Friday, March 29, 2024

Iran Dismisses Reports on Closing Land Border with Iraqi Kurdistan

Iran has denied reports that the country has closed its land border with the semi-autonomous Iraqi Kurdistan Region in response to last month’s independence referendum in the region.

“As we have already announced, we have closed our airspace to the Iraqi Kurdistan Region at the request of the central government of Iraq, and as far as I am aware, no new development has occurred in this regard,” ISNA quoted Iranian Foreign Ministry Spokesman Bahram Qassemi as saying on Sunday.

A spokesman for Iran’s Supreme National Security Council (SNSC), Keyvan Khosravi, said on September 24 that Iran had closed its airspace to all flights to and from the semi-autonomous Kurdish region in Iraq at the request of the country’s federal government.
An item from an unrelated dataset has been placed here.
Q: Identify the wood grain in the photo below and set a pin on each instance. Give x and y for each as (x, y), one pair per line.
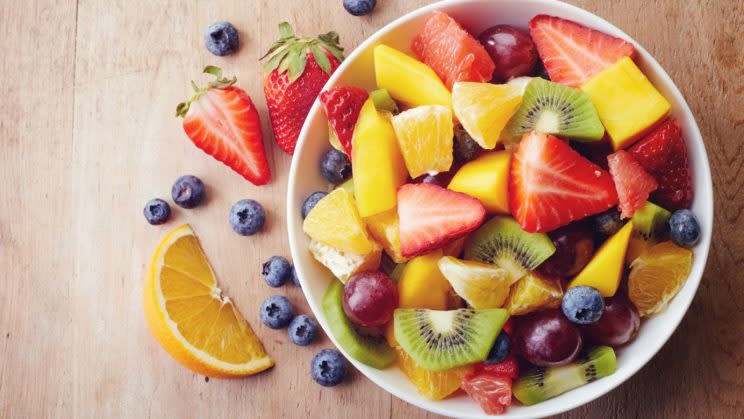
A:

“At the request of the central government of Iraq, all flights from Iran to Sulaymaniyah and Erbil airports as well as all flights through our country’s airspace originating in the Iraqi Kurdistan Region have been halted,” Khosravi added.
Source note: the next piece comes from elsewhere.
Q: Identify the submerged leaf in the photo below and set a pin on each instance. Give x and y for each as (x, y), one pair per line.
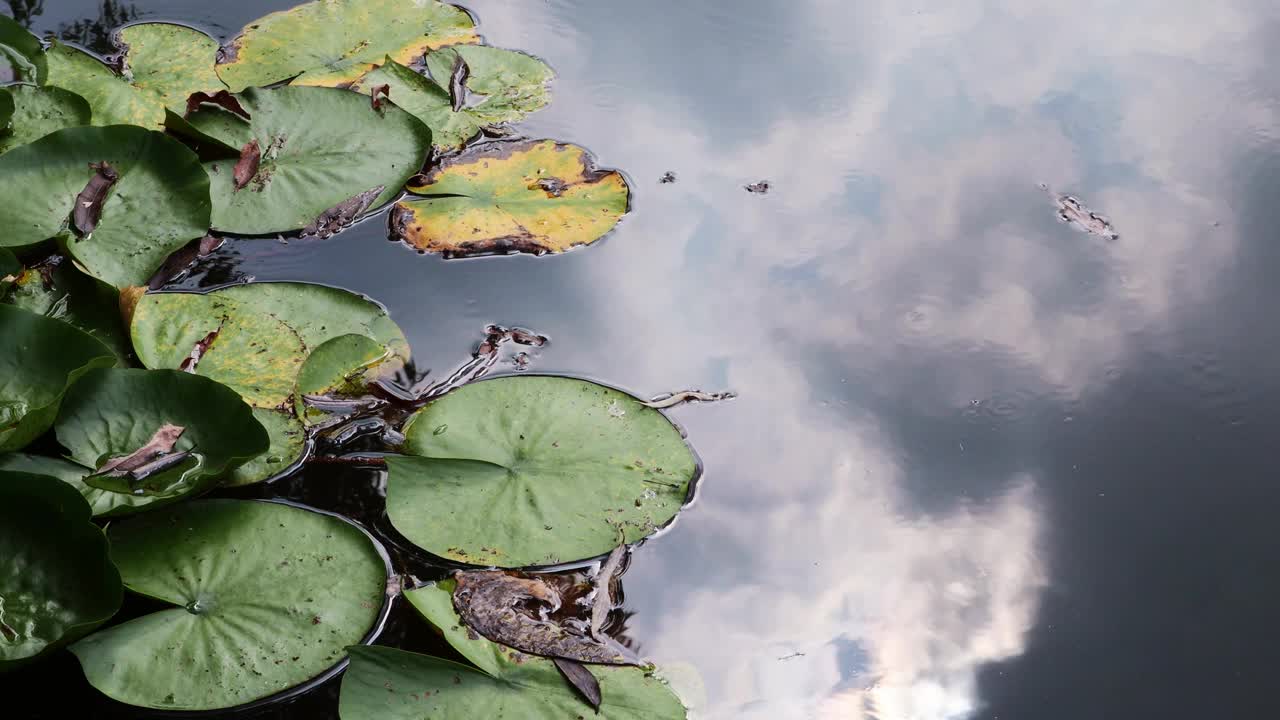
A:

However, Iran’s Foreign Ministry announced on September 25 that the country’s land border with the Kurdish region remained open despite its independence referendum.

“The land borders between Iran and the Iraqi Kurdistan Region are open and these borders have not been closed,” the ministry said, adding that only air borders between Iran and the region were currently closed.

Qassemi’s Sunday comments came after the official website of the Patriotic Union of Kurdistan (PUK) quoted Sirwan Mohammed, the head of the Iraqi Kurdistan Region’s Chamber of Commerce in Sulaymaniyah, as saying that Tehran had closed its border crossings with the Kurdistan region since Sunday morning.

“The Kurdish authorities do not yet know why these crossings have been closed,” Mohammed added.

The Iraqi Kurdistan Region held an independence referendum on September 25 in the face of strong objections from the central government in Baghdad and urgent calls from the international community to scrap the vote.

Over 90 percent of the voters in the semi-autonomous region said ‘Yes’ to the region’s separation from Iraq, according to local officials.